Diversos pontos interessantes citados na publicação elucidam o que a juventude brasileira pensa sobre a C&T. Curiosamente, no país do futebol, o interesse declarado pelos jovens por temas de Meio Ambiente e Medicina (80% e 74%, respectivamente) é maior do que o interesse nos Esportes (62%) por religião (67%). Eles, em sua maioria, percebem a importância social da C&T. Acreditam que a Ciência e a Tecnologia são importantes para o País e que os benefícios do desenvolvimento técnico-científico são elevados – e, em geral, maiores que os riscos. Para os jovens, os cientistas estão entre as fontes mais confiáveis de informação. Eles têm uma imagem majoritariamente positiva da figura do (a) cientista. Grande parte dos jovens acredita que a profissão de cientista é atraente, mas difícil de se alcançar, e que homens e mulheres têm a mesma capacidade para ser cientistas e que devem ter as mesmas oportunidades. Mesmo neste momento de crise econômica, política e de confiança nas instituições, a esmagadora maioria dos jovens afirma que o investimento brasileiro em C&T deveria ser aumentado ou mantido, não diminuído. Poucos jovens visitam museus de ciência e outros espaços de difusão do conhecimento ou culturais, como parques ambientais, jardins botânicos, museus de arte etc. E, ainda, 60% dos jovens brasileiros não sabem que antibióticos não combatem vírus e 75% discordam, inteiramente ou em parte, da afirmação de que vacinar as crianças pode ser perigoso.

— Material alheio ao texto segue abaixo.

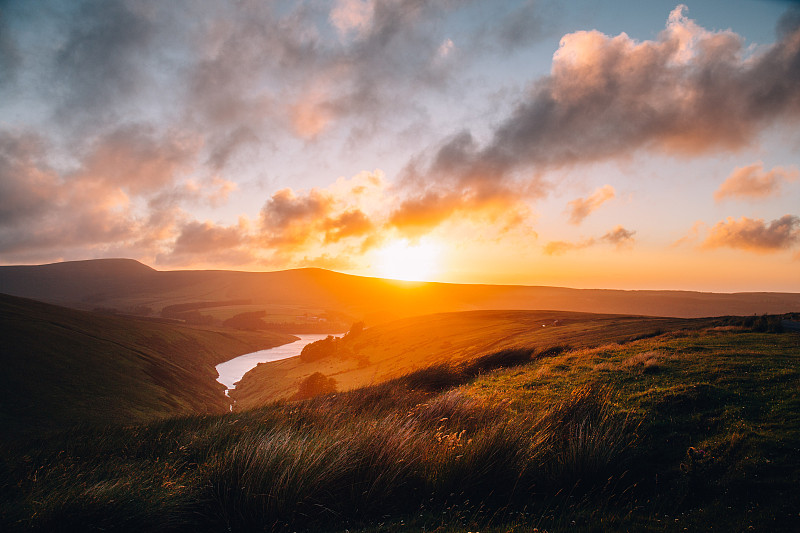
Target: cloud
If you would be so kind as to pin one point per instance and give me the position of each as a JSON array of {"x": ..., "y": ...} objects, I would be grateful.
[
  {"x": 103, "y": 61},
  {"x": 754, "y": 234},
  {"x": 580, "y": 208},
  {"x": 619, "y": 237},
  {"x": 691, "y": 91},
  {"x": 753, "y": 182},
  {"x": 348, "y": 224},
  {"x": 352, "y": 15},
  {"x": 134, "y": 158}
]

A pesquisa aponta questões importantes para o desenho de políticas públicas e iniciativas de Divulgação Científica destinadas aos jovens. Luisa destaca que saber divulgar a Ciência é importante para mostrar como ela pode ter um papel fundamental no desenvolvimento social e econômico de um país. “Durante a pandemia, a Divulgação Científica ganhou muita evidência mostrando que a Ciência é uma das principais estratégias para o enfrentamento do vírus. Permite desenvolver vacinas, medicamentos e tratamentos – e isto tem sido feito em uma velocidade extremamente rápida. Permite entender questões básicas como o funcionamento do vírus, como ele se propaga, em que condições infecta. Permite entender, com evidências científicas, porque o uso de máscaras e o isolamento social são importantes para o controle da doença”, ponderou. Nesse sentido, a obra preenche uma lacuna, tornando-se um acréscimo importante à bibliografia disponível sobre o tema. “Até onde sabemos, é o primeiro estudo de caráter nacional com este objetivo realizado com jovens”, concluiu.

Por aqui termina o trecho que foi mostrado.